Project statement
Melbourne is facing growing pressure over waste management, with extensive food waste currently being placed in landfill. This proposal explores the potential of this undervalued resource as a source of renewable energy in the urban context. The site is Box Hill. Like many suburban contexts, residents would be hesitant to accept a factory-like energy facility into their immediate environment. This scheme integrates a hybridizing waste-to-energy facility with public open space to produce a new spatial and programmatic typology that produces renewable energy while respecting the suburban context and providing recreational and natural amenity. Put more simply – the project aims to turn NIMBY into IMBY.
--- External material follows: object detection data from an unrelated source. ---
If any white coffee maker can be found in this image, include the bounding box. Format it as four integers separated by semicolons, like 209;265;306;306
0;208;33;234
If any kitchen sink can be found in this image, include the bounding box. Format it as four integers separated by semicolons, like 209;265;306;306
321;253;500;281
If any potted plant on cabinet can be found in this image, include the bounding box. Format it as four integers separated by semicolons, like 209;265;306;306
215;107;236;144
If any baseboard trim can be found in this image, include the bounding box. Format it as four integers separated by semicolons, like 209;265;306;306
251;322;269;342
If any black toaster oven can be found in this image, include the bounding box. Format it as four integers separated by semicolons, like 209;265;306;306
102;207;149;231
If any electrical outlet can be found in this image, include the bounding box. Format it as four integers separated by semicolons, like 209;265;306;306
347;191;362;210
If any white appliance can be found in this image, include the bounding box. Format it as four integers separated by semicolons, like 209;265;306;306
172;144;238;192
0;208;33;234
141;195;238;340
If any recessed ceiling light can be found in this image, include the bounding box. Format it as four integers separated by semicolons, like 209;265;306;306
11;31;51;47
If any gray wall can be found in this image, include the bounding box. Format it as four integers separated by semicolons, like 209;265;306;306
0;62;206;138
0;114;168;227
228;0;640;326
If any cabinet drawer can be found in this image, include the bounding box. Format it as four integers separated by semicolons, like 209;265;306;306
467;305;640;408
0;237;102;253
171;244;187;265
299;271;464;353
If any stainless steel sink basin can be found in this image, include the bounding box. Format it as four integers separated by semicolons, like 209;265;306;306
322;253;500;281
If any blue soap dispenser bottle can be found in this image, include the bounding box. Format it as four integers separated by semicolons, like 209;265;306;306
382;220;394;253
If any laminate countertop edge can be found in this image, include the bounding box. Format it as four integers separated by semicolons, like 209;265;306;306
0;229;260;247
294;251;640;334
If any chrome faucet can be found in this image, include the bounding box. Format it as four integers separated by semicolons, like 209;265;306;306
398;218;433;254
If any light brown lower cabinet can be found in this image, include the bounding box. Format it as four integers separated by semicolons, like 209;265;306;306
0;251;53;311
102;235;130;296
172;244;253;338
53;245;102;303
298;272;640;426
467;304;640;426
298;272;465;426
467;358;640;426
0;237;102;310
The scheme embeds a biogas generating system into a grassed landfill site. This system draws on anaerobic digestion from food waste to generate electricity, heat and fertilizer. The land form is sculpted to accommodate the units and the circulation of waste material in order to “tame the technological monster.” The final scheme is a park-like space shaped by recreational mounds and a novel ecosystem of indigenous grasses, which reflects the late-nineteenth-century landscape aesthetic of the region captured by artist Tom Roberts. The project demonstrates how landscape architects can work with technology and open space to address Australia’s challenge of transitioning to cleaner energy sources. Instead of a polluted horizon, renewable energy production could also produce a new landscape aesthetic.